Томохито махнул веером. Лучники пустили стрелы с тупыми концами; стрелки, целясь из игрушечных аркебуз, завопили «Бум! Бум!»; копейщики и конники сошлись и принялись рубиться. Мальчики, играющие на стороне императора, имели отличительные знаки северных и западных самурайских кланов или белые монашеские капюшоны. Их противников отличали доспехи с красной шнуровкой, характерные для воинов Минамото — первой династии сёгунов. Поняв, что это за битва, Сано задумался, почему Томохито выбрал именно ее.
Сбоку послышалось уханье. Сано оглянулся. Возле кучи «запасного оружия» стоял принц Момодзоно, облаченный в непритязательное кимоно и слишком большой шлем; руки и голова дергались.
Подойдя, Сано поприветствовал принца.
Уханье перешло в тревожный визг. Момодзоно начал поворачиваться к Сано, ноги подкосились, и принц упал.

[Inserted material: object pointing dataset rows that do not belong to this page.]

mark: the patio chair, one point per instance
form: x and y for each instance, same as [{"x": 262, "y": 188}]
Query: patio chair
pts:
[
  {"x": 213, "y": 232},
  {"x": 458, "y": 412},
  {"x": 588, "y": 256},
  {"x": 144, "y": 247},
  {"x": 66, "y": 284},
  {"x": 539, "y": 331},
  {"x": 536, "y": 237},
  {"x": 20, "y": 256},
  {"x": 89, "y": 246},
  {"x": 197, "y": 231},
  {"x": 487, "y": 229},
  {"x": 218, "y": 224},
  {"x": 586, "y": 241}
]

— Простите, что напугал вас, — сказал Сано, подавляя инстинктивное отвращение к уродству. — Позвольте вам помочь.
— Н-нет, спасибо, я сам, ух-уф-ох! — Момодзоно, с трудом дергаясь, поднялся.
Сано стало жалко калеку.
— Что ж, это и в самом деле волнующая битва, — мягко, как с ребенком, заговорил он. — Вы начальник арсенала?
— Я почти ничего не могу делать, но е-его величество так добр, что принял меня в игру.

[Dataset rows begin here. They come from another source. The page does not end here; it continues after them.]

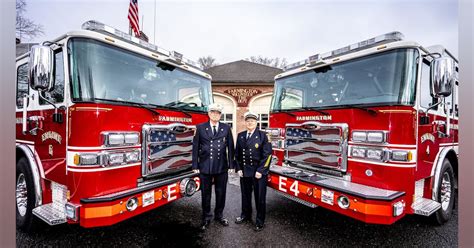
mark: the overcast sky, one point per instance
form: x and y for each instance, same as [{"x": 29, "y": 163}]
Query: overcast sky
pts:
[{"x": 234, "y": 30}]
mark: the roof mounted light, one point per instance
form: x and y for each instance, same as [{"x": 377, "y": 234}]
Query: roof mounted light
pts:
[
  {"x": 102, "y": 28},
  {"x": 381, "y": 39}
]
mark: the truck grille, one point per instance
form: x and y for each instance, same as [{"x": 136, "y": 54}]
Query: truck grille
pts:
[
  {"x": 313, "y": 145},
  {"x": 167, "y": 148}
]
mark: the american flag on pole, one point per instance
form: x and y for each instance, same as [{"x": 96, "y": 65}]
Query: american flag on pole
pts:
[{"x": 133, "y": 17}]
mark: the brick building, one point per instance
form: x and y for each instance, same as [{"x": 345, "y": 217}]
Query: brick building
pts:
[{"x": 241, "y": 86}]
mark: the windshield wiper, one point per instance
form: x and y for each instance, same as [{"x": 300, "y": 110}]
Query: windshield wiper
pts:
[
  {"x": 368, "y": 110},
  {"x": 286, "y": 111},
  {"x": 315, "y": 109},
  {"x": 142, "y": 105},
  {"x": 174, "y": 108}
]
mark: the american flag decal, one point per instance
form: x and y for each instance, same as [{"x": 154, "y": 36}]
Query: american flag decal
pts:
[
  {"x": 169, "y": 150},
  {"x": 133, "y": 17},
  {"x": 315, "y": 147}
]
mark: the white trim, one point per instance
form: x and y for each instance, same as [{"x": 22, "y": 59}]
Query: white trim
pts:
[
  {"x": 75, "y": 169},
  {"x": 134, "y": 48},
  {"x": 352, "y": 55},
  {"x": 234, "y": 114},
  {"x": 254, "y": 98}
]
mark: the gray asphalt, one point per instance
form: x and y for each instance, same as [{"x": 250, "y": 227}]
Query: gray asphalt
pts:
[{"x": 288, "y": 224}]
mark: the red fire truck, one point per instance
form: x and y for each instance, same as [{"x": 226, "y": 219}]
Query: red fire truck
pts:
[
  {"x": 104, "y": 127},
  {"x": 369, "y": 130}
]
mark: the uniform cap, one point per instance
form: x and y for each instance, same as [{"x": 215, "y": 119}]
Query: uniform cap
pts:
[
  {"x": 249, "y": 114},
  {"x": 215, "y": 107}
]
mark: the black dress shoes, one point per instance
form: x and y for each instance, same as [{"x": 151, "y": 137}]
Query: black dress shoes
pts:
[
  {"x": 259, "y": 227},
  {"x": 223, "y": 221},
  {"x": 204, "y": 225},
  {"x": 240, "y": 220}
]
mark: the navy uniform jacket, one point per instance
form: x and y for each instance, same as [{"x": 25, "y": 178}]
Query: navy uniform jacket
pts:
[
  {"x": 213, "y": 154},
  {"x": 254, "y": 154}
]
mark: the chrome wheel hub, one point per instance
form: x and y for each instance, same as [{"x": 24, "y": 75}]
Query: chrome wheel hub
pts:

«Значит, он осознает весь ужас своего существования», — констатировал Сано.
— Вы любите императора? — спросил он, наблюдая за Томохито на палочке.
— Да. — Момодзоно залаял.
— Потому, что он позволяет вам участвовать в играх?
— Н-не т-только. — Момодзоно поймал левую руку правой и прижал к телу. — Без него я был бы уже мертв. — Напряженное лицо потемнело.
— Почему?
Момодзоно забегал зрачками: он явно понимал, насколько опасно для подозреваемого доверяться сёсакану сёгуна. И все-таки осторожность отступила перед жаждой общения. Похоже, нечасто окружающие снисходили до разговоров с ним.
— Я жил в детском императорском дворце вместе с другими принцами и принцессами. В-весной, когда мне исполнилось восемь лет, началась болезнь. М-меня ругали, били, но я не мог справиться с собой — дергался и дергался. Д-доктора терялись в догадках, что со мной. Они з-заставляли меня пить слабительное, делали мне припарки, пускали кровь. — Во всхлипах, которые заполняли паузы между словами, слышались страдания малыша, который не понимает, что с ним происходит. — Монахи г-говорили, что я одержимый. Они зажигали вокруг меня огонь и п-пели молитвы, чтобы изгнать демона. Но н-ни-чего не помогало. Мне становилось все хуже. В конце концов меня з-заперли в сарае. Раз в день с-слуга приносил еду. Меня выводили на улицу, когда нужно было прибрать в сарае. С-слуга выливал воду из в-ведра на пол, выгребал грязь, а потом раздевал меня и мыл. В сарае было окно. Высоко. Я в-видел только небо, и то сквозь ветви вишневого дерева. Я прожил т-так целый год.